For over 15 years I have advocated creating the most robust time dimension possible. In my experience, the time dimension is the most heavily elaborated dimension in the data model in order to eliminate as much effort on the database or business intelligence server as possible while processing user queries. Have as many columns of as many variations of the date and its derivatives in as many data types as necessary/possible. It is not unusual to have several 10’s of different explicit representations for each time element.
This is a critical dimensional table and should be as detailed as possible. Your guide should be the queries themselves and what they need. Don’t force any functions or translations onto your tool or queries - perform the function or translation once and save it in the time dimension. That means if one tool or user needs ‘month’ as an integer, save it in an integer column/data type. If another needs the numeric value for ‘month’ represented as a text value, save it again in a CHAR(2) field. It doesn’t matter - in a traditional database or Infobright. There are only 366 days in a year, maximum. For a date dimension with even 100 years’ worth of data, that’s only 36,525 records. And in Infobright, that’s less than one Data Pack (a Data Pack in Infobright contains 65,536 elements) for an egregiously deep time dimension. With compression, it’s nothing in total disk space.
For example, consider the following time dimension DDL as a ** starting point **.
CREATE TABLE dim_time (
date_id SMALLINT, -- surrogate key
date DATE, -- YYYY-MM-DD
date_as_text VARCHAR(25), -- "January 31, 2010"
day_of_week TINYINT, -- 1 through 7
day_of_month TINYINT, -- 1 through 31
day_of_period TINYINT, -- 1 through ...
day_of_quarter TINYINT, -- 1 through 90(ish)

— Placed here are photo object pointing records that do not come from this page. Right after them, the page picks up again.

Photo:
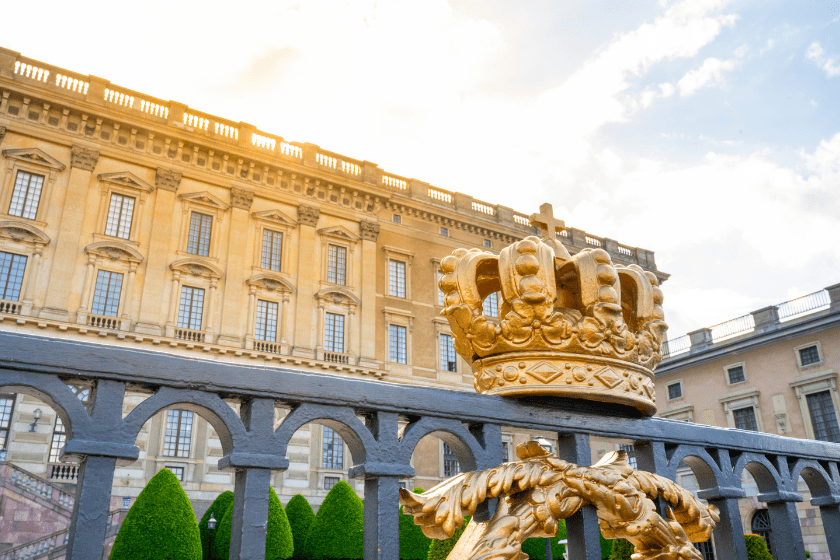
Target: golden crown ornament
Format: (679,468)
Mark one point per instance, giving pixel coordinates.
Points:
(572,326)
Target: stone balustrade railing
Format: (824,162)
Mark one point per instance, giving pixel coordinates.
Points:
(98,91)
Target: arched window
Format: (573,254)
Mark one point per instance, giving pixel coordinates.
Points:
(761,526)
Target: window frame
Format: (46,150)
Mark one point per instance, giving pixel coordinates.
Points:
(726,369)
(801,347)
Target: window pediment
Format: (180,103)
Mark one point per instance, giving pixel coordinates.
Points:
(126,179)
(34,156)
(275,217)
(114,251)
(205,199)
(338,296)
(20,231)
(270,282)
(339,232)
(197,267)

day_of_year SMALLINT, -- 1 through 366
day_of_week_text VARCHAR(10) COMMENT 'lookup', -- e.g., "Monday"
week_in_month TINYINT, -- 1 through 5
week_in_period TINYINT, -- 1 through ...
week_in_qtr TINYINT, -- 1 through 13 (or 14)

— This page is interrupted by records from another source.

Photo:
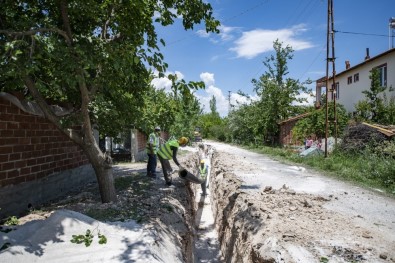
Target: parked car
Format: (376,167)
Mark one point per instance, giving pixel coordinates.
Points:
(121,155)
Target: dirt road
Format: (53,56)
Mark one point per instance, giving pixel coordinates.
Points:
(300,215)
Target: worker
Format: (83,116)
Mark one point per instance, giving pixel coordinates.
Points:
(152,149)
(203,176)
(168,151)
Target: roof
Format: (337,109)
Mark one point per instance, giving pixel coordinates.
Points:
(360,64)
(295,118)
(388,131)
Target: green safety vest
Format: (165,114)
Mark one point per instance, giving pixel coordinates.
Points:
(155,145)
(203,172)
(165,152)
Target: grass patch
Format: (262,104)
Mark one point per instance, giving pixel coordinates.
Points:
(365,169)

week_in_year TINYINT, -- 1 through 52 (or 53)
short_day_desc CHAR(3) COMMENT 'lookup', -- e.g., "MON"
long_day_desc VARCHAR(10) COMMENT 'lookup', -- e.g., "Monday"

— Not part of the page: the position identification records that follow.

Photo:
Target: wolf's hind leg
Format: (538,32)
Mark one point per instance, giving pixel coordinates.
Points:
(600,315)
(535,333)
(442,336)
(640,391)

month_num TINYINT, -- 1 through 12
month_num_text CHAR(2) COMMENT 'lookup', -- e.g., "01"
short_month_name CHAR(3) COMMENT 'lookup', -- e.g., "JAN"
long_month_name VARCHAR(10) COMMENT 'lookup', -- e.g., "January"
qtr_num TINYINT, -- 1 through 4
qtr_text CHAR(2) COMMENT 'lookup', -- e.g., "01"
period_num TINYINT, -- 1 through ...
period_text CHAR(1), -- "1" through ...
year_num SMALLINT, -- e.g., 2010
year_text CHAR(4) COMMENT 'lookup', -- e.g., "2010"
year_2_digits_num TINYINT, -- e.g., 10
year_2_digits_text CHAR(2) COMMENT 'lookup', -- e.g., "10"
holiday CHAR(1), -- "Y" or "N"
national_holiday CHAR(1), -- "Y" or "N"
religious_holiday CHAR(1), -- "Y" or "N"
state_holiday CHAR(1), -- "Y" or "N"
weekend CHAR(1), -- "Y" or "N"
3_day_weekend CHAR(1), -- "Y" or "N"
4_day_weekend CHAR(1) -- "Y" or "N"
-- etc.
) ENGINE=BRIGHTHOUSE
;
And these are just calendar attributes. Fiscal period attributes, business calendar attributes, marketing calendar attributes, etc. all exist and cannot be determined by SQL functions. You must "bake" them into the time dimension. Once. You can create any number of years' worth of time dimension values with data generation tools like those available from vizubi.com or datamelt.com or with a variety of functions in your spreadsheet of choice, such as Microsoft Excel, OpenOffice.org Calc,Lotus 1-2-3. These are just some of the many options avaiable.
With this approach you can return whatever value, string or concatenation you need from the time dimension without adversely affecting performance for the database server or the query/reporting platform.